Dei-lhe seu escudo e ele se posicionou junto de mais quatro homens armados com espadas e lanças, prontos para a carga inimiga. Os arqueiros disparavam flechas de penugens brancas que pintavam uma linha até seus alvos. O inimigo a cavalo ganhava terreno rapidamente e a bebida havia atrapalhado a mira de nossos arqueiros que disparavam a esmo sem grandes sucessos.

Mais de trinta ladrões vinham com objetivo sangrento e feroz contra o pequeno bando que impunha resistência. Alguns disparavam flechas de cima das celas, o que não ajudava na precisão, mas ainda assim foram capazes de ferir dois de nossos homens, tirando-os do combate em questão de segundos.
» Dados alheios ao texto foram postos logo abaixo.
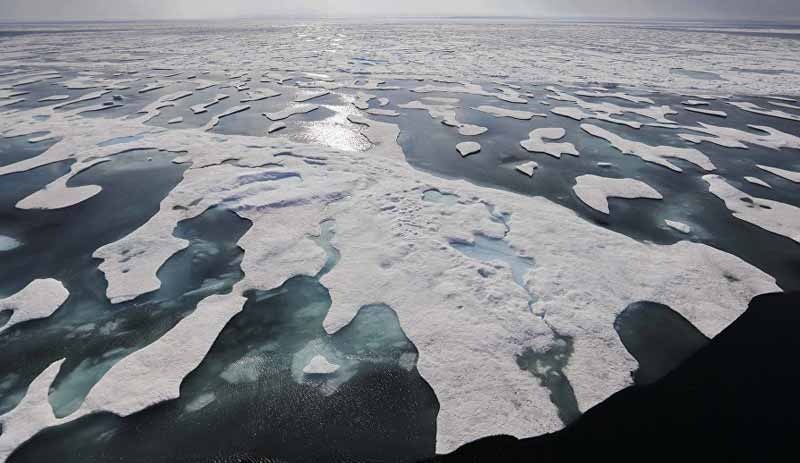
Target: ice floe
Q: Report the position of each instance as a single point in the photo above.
(680, 226)
(447, 113)
(708, 112)
(536, 142)
(594, 191)
(653, 154)
(756, 109)
(528, 168)
(468, 147)
(203, 107)
(37, 300)
(390, 239)
(776, 217)
(758, 181)
(291, 111)
(790, 175)
(319, 365)
(503, 112)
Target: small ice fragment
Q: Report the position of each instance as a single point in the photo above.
(757, 181)
(468, 147)
(319, 365)
(680, 226)
(529, 168)
(276, 126)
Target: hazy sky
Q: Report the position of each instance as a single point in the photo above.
(144, 9)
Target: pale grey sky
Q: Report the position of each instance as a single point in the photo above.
(190, 9)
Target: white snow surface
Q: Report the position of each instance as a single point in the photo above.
(776, 217)
(39, 299)
(390, 240)
(536, 142)
(655, 154)
(319, 365)
(594, 191)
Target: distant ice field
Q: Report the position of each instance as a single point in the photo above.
(315, 240)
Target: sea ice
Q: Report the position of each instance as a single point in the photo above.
(776, 217)
(654, 154)
(594, 191)
(790, 175)
(468, 147)
(291, 111)
(319, 365)
(536, 142)
(680, 226)
(37, 300)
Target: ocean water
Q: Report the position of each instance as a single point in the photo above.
(248, 400)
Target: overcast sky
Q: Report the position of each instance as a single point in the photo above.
(164, 9)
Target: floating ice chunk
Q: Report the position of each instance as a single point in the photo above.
(468, 147)
(201, 402)
(41, 138)
(680, 226)
(8, 243)
(362, 100)
(151, 87)
(790, 175)
(756, 109)
(503, 112)
(758, 181)
(594, 191)
(605, 110)
(6, 103)
(306, 96)
(177, 96)
(579, 115)
(259, 94)
(319, 365)
(57, 195)
(215, 120)
(53, 98)
(735, 138)
(203, 107)
(654, 154)
(536, 142)
(528, 168)
(620, 95)
(154, 373)
(709, 112)
(291, 111)
(81, 99)
(383, 112)
(447, 113)
(776, 217)
(31, 415)
(785, 105)
(276, 126)
(37, 300)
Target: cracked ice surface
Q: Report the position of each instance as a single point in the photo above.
(391, 239)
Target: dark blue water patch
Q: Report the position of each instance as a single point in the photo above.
(17, 149)
(430, 146)
(93, 335)
(659, 339)
(245, 402)
(548, 367)
(699, 75)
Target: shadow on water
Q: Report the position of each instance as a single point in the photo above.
(659, 338)
(249, 399)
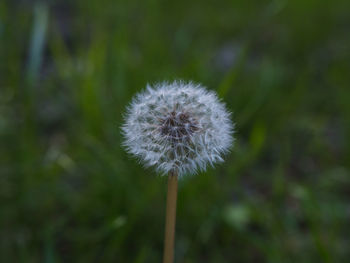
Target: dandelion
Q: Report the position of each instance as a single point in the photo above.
(179, 128)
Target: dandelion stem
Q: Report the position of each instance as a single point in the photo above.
(170, 219)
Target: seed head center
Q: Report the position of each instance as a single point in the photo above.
(178, 126)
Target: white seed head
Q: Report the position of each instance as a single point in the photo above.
(177, 127)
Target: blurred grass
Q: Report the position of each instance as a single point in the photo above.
(69, 192)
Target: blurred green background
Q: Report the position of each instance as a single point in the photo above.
(70, 193)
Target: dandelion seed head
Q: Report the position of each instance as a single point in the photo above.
(177, 127)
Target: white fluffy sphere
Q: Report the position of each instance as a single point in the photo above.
(177, 127)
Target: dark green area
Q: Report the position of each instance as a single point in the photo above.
(70, 193)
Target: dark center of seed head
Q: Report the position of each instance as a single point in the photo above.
(178, 126)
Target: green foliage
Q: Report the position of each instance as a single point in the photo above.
(70, 193)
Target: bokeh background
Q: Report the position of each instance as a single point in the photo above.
(70, 193)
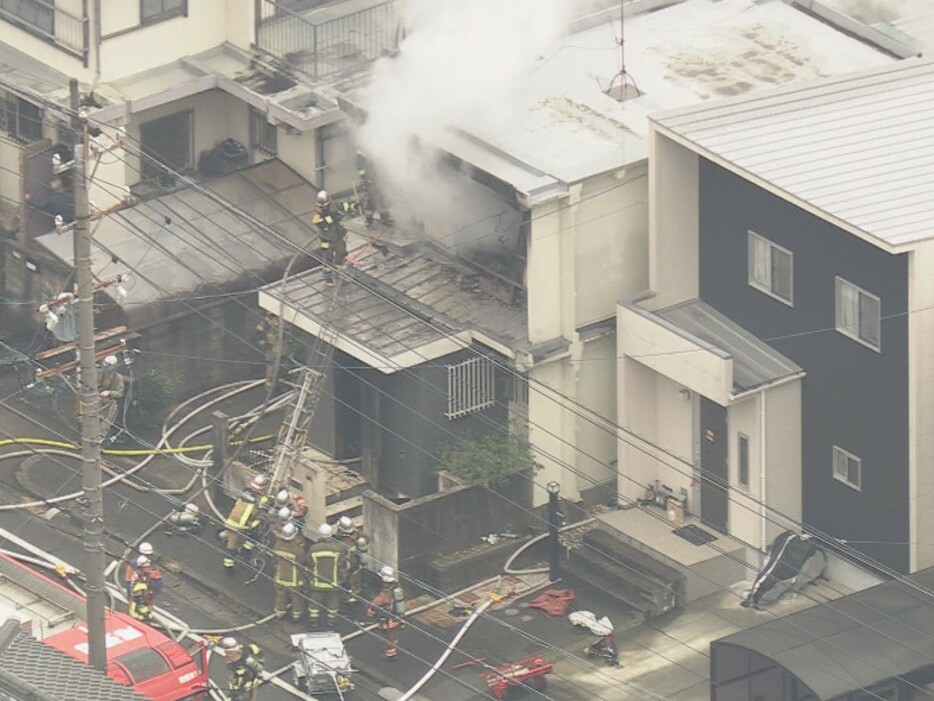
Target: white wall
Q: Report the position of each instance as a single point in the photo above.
(655, 413)
(921, 404)
(673, 222)
(217, 115)
(611, 243)
(596, 432)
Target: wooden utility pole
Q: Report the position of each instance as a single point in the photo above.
(92, 502)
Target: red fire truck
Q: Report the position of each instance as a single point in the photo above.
(138, 655)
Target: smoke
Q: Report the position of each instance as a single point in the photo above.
(461, 64)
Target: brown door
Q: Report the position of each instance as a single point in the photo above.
(715, 501)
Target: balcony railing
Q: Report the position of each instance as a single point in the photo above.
(65, 30)
(322, 43)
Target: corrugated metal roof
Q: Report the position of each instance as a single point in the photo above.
(850, 644)
(860, 148)
(57, 676)
(755, 363)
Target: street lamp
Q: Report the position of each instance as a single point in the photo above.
(554, 522)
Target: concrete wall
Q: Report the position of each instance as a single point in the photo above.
(610, 243)
(673, 222)
(411, 535)
(217, 115)
(921, 399)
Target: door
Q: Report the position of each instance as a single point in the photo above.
(167, 139)
(713, 466)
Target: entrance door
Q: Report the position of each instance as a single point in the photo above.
(713, 466)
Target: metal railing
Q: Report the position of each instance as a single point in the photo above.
(41, 18)
(322, 43)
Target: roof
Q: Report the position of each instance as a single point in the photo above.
(421, 304)
(755, 363)
(563, 128)
(29, 667)
(182, 241)
(851, 643)
(858, 148)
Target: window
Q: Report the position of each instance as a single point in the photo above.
(19, 119)
(263, 135)
(847, 468)
(35, 14)
(743, 460)
(859, 314)
(158, 10)
(770, 268)
(470, 387)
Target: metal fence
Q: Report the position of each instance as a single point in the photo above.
(321, 42)
(42, 18)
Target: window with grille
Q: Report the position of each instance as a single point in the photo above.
(158, 10)
(770, 268)
(36, 15)
(847, 468)
(859, 314)
(470, 387)
(19, 119)
(263, 135)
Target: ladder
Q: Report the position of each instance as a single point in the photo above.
(308, 387)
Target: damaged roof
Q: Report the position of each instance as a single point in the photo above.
(395, 309)
(755, 363)
(185, 241)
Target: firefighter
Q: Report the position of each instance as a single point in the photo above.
(244, 521)
(333, 235)
(131, 574)
(290, 551)
(327, 562)
(140, 605)
(357, 546)
(276, 349)
(388, 608)
(245, 665)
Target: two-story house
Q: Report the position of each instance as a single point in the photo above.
(561, 236)
(784, 357)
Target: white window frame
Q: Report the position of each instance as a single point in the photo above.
(841, 468)
(471, 387)
(760, 271)
(848, 306)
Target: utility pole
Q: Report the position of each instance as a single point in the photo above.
(92, 502)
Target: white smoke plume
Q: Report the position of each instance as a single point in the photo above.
(461, 64)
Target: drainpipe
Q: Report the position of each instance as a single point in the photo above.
(763, 495)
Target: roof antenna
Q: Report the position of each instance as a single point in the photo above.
(622, 87)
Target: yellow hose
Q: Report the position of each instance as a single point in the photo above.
(112, 451)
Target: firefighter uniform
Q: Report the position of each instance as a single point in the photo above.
(388, 608)
(332, 235)
(290, 553)
(245, 664)
(327, 562)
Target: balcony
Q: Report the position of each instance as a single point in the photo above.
(41, 18)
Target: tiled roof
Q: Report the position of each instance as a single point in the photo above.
(28, 666)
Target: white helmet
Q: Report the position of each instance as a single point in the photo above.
(229, 645)
(288, 531)
(345, 525)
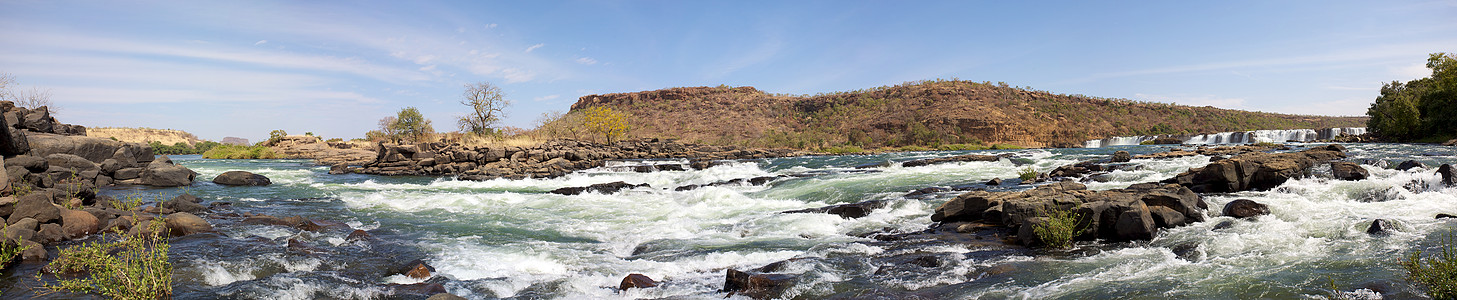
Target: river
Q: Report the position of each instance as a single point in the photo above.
(513, 239)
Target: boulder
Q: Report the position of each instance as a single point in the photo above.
(184, 203)
(12, 140)
(48, 233)
(1115, 214)
(70, 162)
(34, 206)
(1448, 174)
(637, 280)
(185, 223)
(21, 230)
(79, 223)
(966, 158)
(1380, 227)
(599, 188)
(241, 178)
(418, 270)
(1409, 165)
(1348, 171)
(34, 165)
(854, 210)
(1243, 208)
(756, 286)
(1255, 171)
(162, 172)
(1121, 156)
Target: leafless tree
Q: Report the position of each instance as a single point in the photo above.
(487, 107)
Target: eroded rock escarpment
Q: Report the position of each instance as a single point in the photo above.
(550, 159)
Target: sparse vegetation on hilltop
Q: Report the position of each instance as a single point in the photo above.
(923, 114)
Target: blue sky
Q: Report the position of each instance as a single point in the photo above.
(242, 69)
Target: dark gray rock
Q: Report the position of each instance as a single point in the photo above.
(241, 178)
(1348, 171)
(1243, 208)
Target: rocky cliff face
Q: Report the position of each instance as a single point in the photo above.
(923, 114)
(42, 155)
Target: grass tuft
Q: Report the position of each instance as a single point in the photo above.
(130, 267)
(1437, 273)
(1058, 227)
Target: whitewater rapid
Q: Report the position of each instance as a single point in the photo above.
(513, 239)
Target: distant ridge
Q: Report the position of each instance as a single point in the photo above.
(143, 136)
(925, 112)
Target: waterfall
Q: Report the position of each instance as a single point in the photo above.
(1237, 137)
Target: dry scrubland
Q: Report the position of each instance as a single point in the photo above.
(143, 134)
(931, 112)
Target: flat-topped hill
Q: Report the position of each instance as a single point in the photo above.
(143, 136)
(923, 114)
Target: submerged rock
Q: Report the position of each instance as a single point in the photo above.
(1255, 171)
(756, 286)
(1409, 165)
(637, 280)
(966, 158)
(599, 188)
(854, 210)
(1243, 208)
(1348, 171)
(1115, 214)
(242, 178)
(1380, 226)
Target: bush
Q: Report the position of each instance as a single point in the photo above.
(1058, 227)
(1437, 274)
(1027, 174)
(130, 267)
(241, 152)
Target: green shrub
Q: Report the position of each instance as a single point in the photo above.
(241, 152)
(1058, 227)
(1027, 174)
(9, 251)
(130, 267)
(842, 149)
(1438, 273)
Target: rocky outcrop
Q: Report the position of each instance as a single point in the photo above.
(598, 188)
(550, 159)
(637, 281)
(322, 152)
(953, 159)
(756, 286)
(1255, 171)
(1348, 171)
(1134, 213)
(1243, 208)
(241, 178)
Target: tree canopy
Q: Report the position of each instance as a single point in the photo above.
(1422, 109)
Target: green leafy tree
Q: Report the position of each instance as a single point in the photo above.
(1421, 108)
(487, 107)
(411, 125)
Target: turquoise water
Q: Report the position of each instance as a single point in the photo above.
(512, 239)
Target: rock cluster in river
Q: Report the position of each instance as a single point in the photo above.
(1255, 171)
(550, 159)
(1134, 213)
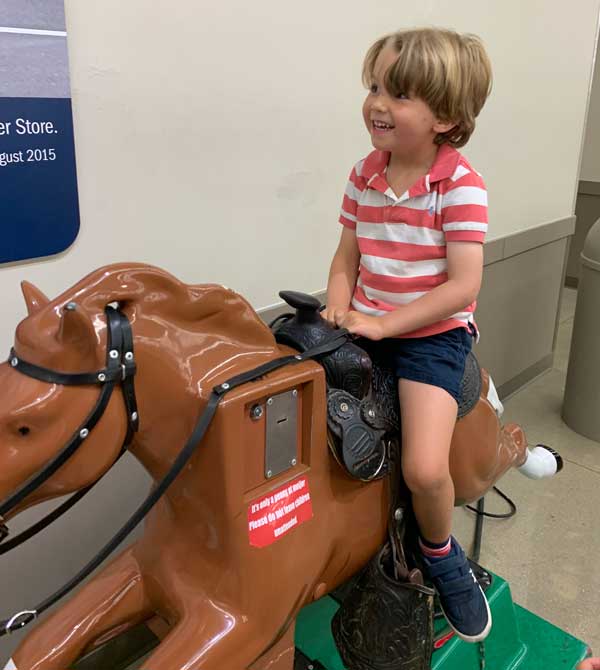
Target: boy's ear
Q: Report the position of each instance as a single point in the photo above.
(443, 126)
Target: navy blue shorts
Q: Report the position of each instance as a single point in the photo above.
(438, 360)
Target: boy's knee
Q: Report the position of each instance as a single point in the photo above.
(424, 479)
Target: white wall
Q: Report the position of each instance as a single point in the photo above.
(590, 164)
(214, 139)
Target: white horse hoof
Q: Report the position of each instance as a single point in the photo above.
(542, 462)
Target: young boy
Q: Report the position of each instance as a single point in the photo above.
(408, 269)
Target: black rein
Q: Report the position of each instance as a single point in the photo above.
(120, 368)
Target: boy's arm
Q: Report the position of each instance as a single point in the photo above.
(342, 277)
(465, 269)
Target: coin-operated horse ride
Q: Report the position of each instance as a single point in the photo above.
(274, 537)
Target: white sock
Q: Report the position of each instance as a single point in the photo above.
(540, 463)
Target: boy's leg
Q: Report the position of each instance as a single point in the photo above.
(428, 420)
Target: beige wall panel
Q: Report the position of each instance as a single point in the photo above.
(517, 311)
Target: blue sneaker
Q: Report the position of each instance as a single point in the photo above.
(462, 600)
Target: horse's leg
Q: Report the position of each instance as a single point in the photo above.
(113, 597)
(210, 638)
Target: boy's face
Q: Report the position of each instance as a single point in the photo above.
(403, 125)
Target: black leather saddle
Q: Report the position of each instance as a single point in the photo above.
(362, 394)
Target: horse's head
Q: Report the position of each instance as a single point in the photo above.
(187, 338)
(37, 418)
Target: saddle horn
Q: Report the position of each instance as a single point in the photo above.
(34, 298)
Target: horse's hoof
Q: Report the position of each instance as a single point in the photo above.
(559, 461)
(542, 462)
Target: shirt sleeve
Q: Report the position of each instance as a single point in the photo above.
(350, 200)
(464, 210)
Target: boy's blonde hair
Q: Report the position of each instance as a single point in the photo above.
(450, 72)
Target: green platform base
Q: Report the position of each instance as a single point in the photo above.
(519, 640)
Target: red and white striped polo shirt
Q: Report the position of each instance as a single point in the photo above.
(402, 240)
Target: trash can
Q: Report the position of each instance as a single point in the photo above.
(581, 407)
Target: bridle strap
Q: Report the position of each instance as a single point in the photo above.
(21, 619)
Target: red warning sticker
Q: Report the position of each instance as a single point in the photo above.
(279, 512)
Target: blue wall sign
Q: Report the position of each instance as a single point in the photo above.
(38, 179)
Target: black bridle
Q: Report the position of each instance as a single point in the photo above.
(120, 369)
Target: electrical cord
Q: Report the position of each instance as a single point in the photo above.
(507, 515)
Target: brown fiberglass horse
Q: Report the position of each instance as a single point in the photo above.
(232, 551)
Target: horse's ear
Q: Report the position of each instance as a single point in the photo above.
(34, 298)
(76, 329)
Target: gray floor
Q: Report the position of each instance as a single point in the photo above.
(549, 552)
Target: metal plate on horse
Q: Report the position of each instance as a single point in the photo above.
(281, 448)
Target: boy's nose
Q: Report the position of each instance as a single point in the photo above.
(379, 104)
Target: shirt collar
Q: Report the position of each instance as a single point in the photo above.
(444, 166)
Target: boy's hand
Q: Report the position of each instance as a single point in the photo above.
(357, 323)
(334, 315)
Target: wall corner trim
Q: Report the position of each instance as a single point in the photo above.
(589, 187)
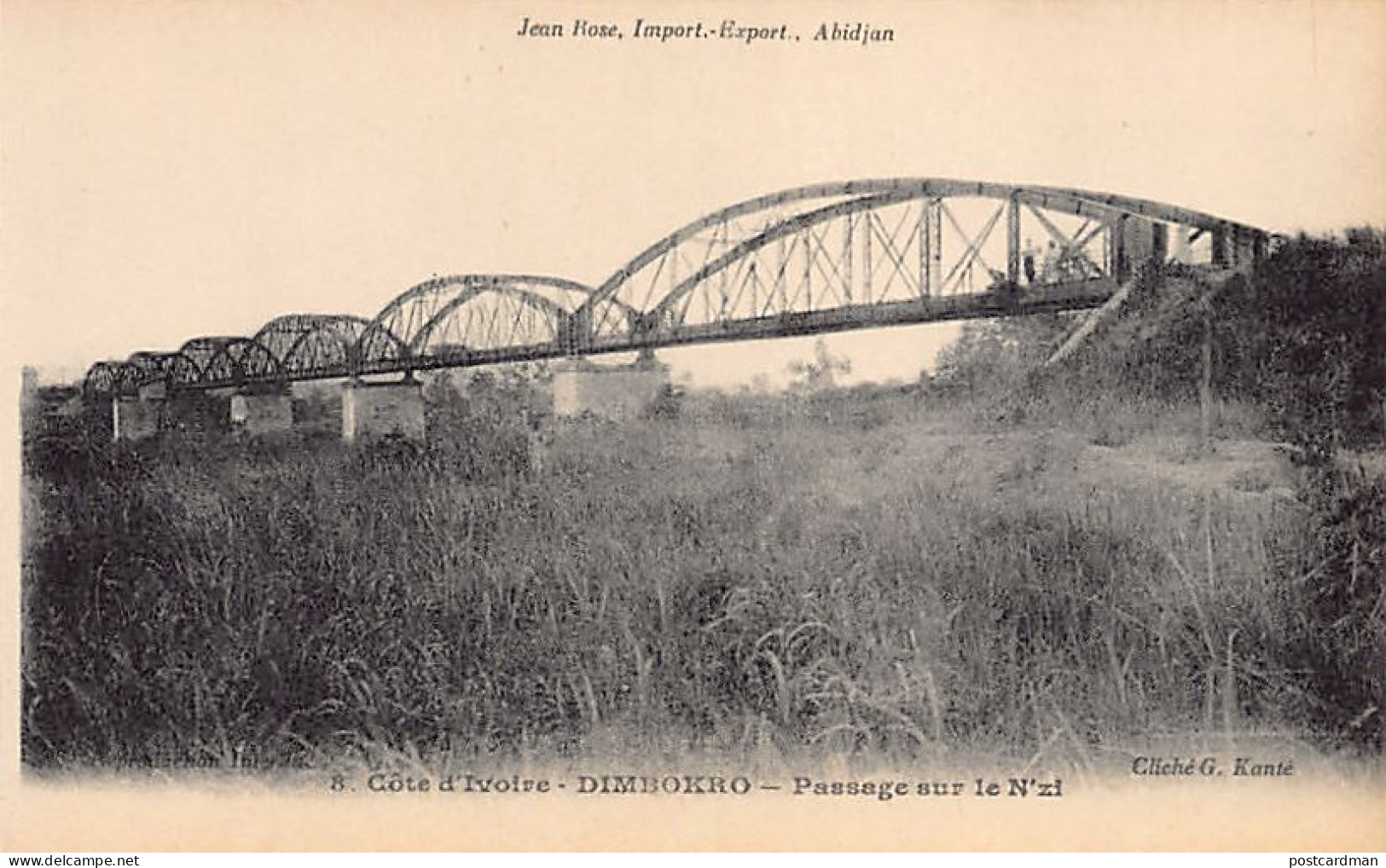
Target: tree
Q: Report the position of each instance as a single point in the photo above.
(821, 373)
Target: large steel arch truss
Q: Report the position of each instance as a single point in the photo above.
(816, 258)
(894, 250)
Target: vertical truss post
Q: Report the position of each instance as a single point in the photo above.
(847, 258)
(1220, 257)
(1160, 241)
(1013, 240)
(1117, 241)
(935, 246)
(867, 276)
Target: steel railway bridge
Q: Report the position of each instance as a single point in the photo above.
(813, 259)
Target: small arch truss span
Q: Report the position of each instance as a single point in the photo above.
(470, 318)
(824, 257)
(317, 344)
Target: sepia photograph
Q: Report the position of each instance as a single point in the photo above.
(693, 426)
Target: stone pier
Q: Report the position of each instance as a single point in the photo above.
(262, 414)
(374, 411)
(136, 418)
(612, 391)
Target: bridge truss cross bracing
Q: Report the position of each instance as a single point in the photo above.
(803, 261)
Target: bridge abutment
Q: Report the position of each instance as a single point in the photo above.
(612, 391)
(374, 411)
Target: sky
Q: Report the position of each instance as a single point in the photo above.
(175, 170)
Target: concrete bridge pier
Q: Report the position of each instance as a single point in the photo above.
(612, 391)
(374, 411)
(136, 416)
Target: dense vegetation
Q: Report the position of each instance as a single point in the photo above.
(902, 575)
Eu tentei acudir um dos feridos que havia sido atingido na perna esquerda e perdia sangue com rapidez.

Pouco pude fazer, entretanto.

Uma flecha lhe atingiu a têmpora e o tronco do homem inerte foi levado para o chão num solavanco. Aflito, ainda tentei reanimá-lo, mas era mais meu desespero do que esperança que me levou a tal ação.

Sir Robert disparava ordens quando um homem a cavalo o atingiu com sua espada em seu escudo e lançou-o ao chão. Corri para ajudá-lo.

— Saia, moleque! — vociferou ele, enquanto eu o ajudava a se levantar.

— Abaixe! — gritei, puxando-o de volta para baixo. Uma lâmina passou zunindo próxima de sua orelha.

— Não me atrapalhe! — disse ele, me empurrando para longe, como forma de agradecimento.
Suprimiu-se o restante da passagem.